市村正親 “人生初デート”の同級生と53年ぶりに再会し涙「うれしいね。人生だな」

[ 2019年10月16日 21:04 ]

 俳優の市村正親(70)が16日放送のテレビ朝日「あいつ今何してる?SP」(水曜後7・00)で中学の同級生で“人生初デート”の女性(71)とVTR越しに53年ぶりに再会、「人生だな」と目頭を押さえる場面があった。

 「好きだった…」。ちょっと恥ずかしそうに淡い恋物語を打ち明けた市村。

 中学(川越市立初雁中学校)時代の同級生、吉田清子さんが市村の初デートの相手だった。2人はお互いに「マサチカ」「キコ」と呼び合っていた。

 市村によると、中学3年生のとき、新宿の寿司店に一緒に行ったが、お勘定の段になって慌てた。寿司店でアルバイトした経験がある市村は「寿司がうまいと知っていたが、時価がこんなに高いと知らなかった」と振り返る。「お金が足りない。どうしよう…」と弱りきった市村だったが、吉田さんが「私が…」と代わりに払ってくれた、という。

 VTRで登場した吉田さんによると、1年生か2年生のとき、市村から「白い封筒に入ったラブレターのようなレター」をもらったことで距離が縮まったという。

 お互いに別々の高校に進学すると、次第に疎遠になったが、高校3年生のとき、街でバッタリ会った。市村は「うちの文化祭に来てよ」と吉田さんを誘った。吉田さんは、市村に対して「男らしいよりも可愛らしさを感じていた」と振り返る。

 「文化祭には他校の男女もたくさん来ます。私が男の人に声をかけられると、そっぽ向いたり、プーッと(口元を膨らませて)怒っちゃう。すねちゃっていた。可愛いボクですよ。今思うと、私のほうが大人だったのかな」

 これをきっかけに何度かデートしたという2人。そして最後のデートのとき、「帰り、マサチカが電車で送ってくれた。『僕は演劇の道に進む。キコも頑張って…』とお互い励まし合った。手をつないだわけでもないのに…青春の一コマですよね」(吉田さん)

 その後市村は劇団四季の看板俳優として「オペラ座の怪人」「キャッツ」などに出演。四季退団後も舞台、テレビに大活躍し、2007年には長年の功績を称えられ紫綬褒章を受章している。

 吉田さんは市村の舞台を何度か見に行き、陰ながら応援してきた。1年前には「屋根の上のヴァイオリン弾き」の川越公演を観劇、「舞台裏に行って花束を渡したかったですけど、静かに見てました。キコだよってプラカードでも掲げたかったですけど」とほほ笑んだ。
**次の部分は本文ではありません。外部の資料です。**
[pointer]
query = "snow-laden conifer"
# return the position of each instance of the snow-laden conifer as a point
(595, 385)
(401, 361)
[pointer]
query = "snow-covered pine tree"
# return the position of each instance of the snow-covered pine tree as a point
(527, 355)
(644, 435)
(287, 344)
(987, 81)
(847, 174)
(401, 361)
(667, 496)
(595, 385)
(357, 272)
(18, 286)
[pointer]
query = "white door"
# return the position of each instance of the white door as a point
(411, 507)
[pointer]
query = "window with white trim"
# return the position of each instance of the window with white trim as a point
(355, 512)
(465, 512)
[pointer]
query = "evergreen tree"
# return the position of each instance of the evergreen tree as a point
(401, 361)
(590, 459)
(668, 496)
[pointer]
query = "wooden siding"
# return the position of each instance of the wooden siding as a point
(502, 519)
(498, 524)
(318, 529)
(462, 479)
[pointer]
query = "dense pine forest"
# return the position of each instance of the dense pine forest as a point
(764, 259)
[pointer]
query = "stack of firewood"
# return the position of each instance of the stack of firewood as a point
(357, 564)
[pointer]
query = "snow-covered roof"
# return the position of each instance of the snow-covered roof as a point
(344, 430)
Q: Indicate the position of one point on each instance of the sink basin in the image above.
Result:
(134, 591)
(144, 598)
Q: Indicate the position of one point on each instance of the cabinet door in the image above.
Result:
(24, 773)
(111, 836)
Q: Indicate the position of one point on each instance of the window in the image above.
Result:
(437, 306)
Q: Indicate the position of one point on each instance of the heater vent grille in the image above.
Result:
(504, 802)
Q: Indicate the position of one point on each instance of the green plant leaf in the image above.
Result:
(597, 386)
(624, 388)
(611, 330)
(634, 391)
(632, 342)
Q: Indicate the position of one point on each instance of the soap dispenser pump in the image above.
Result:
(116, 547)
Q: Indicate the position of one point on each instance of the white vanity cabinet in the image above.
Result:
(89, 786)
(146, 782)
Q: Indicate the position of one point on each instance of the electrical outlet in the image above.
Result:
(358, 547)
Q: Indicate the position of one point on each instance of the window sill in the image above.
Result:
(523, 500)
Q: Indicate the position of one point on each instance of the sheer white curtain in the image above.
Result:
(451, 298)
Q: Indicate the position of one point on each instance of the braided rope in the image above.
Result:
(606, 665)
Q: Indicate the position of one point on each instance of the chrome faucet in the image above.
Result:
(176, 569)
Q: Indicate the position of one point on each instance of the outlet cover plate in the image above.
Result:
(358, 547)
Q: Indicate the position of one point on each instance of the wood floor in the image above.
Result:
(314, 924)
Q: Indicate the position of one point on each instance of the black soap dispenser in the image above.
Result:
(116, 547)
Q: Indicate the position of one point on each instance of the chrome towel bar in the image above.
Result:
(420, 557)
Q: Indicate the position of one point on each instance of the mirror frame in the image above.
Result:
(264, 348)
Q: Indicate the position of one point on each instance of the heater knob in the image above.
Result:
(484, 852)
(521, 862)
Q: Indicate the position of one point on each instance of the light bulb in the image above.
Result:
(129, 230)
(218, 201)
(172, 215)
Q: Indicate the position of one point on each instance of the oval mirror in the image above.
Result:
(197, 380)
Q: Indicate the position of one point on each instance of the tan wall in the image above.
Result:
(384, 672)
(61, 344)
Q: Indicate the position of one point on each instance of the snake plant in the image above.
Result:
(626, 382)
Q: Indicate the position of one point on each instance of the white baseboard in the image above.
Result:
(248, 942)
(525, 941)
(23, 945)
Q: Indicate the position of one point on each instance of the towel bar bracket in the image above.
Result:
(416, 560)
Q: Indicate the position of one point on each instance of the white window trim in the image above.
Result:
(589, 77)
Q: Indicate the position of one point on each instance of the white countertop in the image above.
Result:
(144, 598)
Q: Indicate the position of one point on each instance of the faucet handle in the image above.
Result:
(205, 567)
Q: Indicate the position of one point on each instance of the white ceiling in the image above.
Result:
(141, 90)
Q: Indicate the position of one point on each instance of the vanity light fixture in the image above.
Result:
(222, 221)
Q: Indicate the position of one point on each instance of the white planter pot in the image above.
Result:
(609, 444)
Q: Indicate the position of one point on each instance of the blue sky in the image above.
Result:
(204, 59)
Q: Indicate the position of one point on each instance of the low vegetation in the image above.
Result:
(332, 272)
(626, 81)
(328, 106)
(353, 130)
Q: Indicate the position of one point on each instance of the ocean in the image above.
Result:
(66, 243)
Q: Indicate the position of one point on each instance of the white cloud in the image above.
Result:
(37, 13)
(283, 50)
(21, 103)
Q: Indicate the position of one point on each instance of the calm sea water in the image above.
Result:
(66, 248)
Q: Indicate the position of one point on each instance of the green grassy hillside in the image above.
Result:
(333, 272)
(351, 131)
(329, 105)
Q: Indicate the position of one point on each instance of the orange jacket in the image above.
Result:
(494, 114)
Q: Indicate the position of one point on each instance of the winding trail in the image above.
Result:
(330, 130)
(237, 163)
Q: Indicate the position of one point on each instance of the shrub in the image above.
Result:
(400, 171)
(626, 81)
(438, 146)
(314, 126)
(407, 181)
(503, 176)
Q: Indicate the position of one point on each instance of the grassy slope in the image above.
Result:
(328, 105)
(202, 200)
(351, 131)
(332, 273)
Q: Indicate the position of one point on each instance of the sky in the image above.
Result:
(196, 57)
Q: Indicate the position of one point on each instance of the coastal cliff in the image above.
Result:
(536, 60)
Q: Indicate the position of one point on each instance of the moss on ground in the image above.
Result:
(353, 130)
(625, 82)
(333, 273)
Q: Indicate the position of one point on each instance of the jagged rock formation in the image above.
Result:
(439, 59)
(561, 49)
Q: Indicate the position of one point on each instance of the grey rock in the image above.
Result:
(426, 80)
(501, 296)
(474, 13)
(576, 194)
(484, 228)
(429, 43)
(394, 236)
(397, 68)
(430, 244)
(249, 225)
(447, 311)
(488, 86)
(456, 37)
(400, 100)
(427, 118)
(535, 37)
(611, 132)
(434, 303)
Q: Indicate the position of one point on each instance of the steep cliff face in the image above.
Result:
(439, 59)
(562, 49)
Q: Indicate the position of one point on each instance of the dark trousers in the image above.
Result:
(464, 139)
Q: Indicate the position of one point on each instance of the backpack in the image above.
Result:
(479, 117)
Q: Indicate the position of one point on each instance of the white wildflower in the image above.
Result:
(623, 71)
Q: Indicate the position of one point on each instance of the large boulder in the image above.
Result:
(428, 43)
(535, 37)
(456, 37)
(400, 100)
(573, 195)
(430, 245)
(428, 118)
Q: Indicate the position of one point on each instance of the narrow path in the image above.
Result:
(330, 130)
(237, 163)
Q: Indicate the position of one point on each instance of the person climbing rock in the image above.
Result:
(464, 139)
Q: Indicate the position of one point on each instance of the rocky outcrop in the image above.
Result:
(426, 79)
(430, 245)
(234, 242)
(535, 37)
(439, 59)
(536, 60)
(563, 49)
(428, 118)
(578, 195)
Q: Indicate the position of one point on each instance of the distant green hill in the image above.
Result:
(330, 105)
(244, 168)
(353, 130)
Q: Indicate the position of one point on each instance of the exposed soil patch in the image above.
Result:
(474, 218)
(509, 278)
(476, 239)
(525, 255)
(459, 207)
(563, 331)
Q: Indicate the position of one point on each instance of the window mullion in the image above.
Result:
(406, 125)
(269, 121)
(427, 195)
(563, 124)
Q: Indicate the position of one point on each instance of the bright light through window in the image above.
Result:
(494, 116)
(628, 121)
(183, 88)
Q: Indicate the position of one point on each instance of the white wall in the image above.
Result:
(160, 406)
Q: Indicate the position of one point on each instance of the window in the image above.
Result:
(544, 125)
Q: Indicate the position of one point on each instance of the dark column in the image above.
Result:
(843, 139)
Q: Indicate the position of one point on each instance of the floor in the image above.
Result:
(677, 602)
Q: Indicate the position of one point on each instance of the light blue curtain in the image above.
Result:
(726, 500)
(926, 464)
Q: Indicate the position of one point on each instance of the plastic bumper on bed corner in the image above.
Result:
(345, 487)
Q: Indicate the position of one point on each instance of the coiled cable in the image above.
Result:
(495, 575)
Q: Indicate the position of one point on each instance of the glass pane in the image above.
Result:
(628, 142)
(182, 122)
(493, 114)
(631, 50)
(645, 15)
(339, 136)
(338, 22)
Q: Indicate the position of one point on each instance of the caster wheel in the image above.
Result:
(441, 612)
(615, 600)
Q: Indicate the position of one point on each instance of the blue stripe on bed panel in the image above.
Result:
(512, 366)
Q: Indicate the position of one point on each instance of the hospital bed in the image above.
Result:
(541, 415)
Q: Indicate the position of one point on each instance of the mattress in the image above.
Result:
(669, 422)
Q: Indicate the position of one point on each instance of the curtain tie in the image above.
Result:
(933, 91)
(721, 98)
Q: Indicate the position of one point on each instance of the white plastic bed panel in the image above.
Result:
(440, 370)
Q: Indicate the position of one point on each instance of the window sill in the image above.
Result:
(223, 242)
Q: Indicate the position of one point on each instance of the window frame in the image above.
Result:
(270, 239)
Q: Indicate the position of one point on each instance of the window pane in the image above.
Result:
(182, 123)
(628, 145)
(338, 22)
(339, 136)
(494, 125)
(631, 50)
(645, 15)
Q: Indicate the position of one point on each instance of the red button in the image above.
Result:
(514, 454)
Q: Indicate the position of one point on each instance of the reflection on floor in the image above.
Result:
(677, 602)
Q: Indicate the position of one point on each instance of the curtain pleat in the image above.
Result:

 吉田さんは番組の取材に対し、「どこかの片隅にマサチカが(私のことを)思っていてくださった。ありがたく思います」といい、市村に向かって「これからも頑張って…80、90歳まで劇ができるよう、心からお祈りしたい」とメッセージを送った。

 VTR越しながら「好きだった」彼女と53年ぶりに再会した市村は「くるね、この番組」と涙を見せ、吉田さんから「マサチカ」と呼ばれていたことには「うれしいね。人生だな」と、青春時代の淡い恋心を思い出して感極まってきた。

 市村は84年に劇団四季の女優・八重沢真美と結婚したが、03年に離婚。05年には女優の篠原涼子と再婚。2人の男児をもうけている。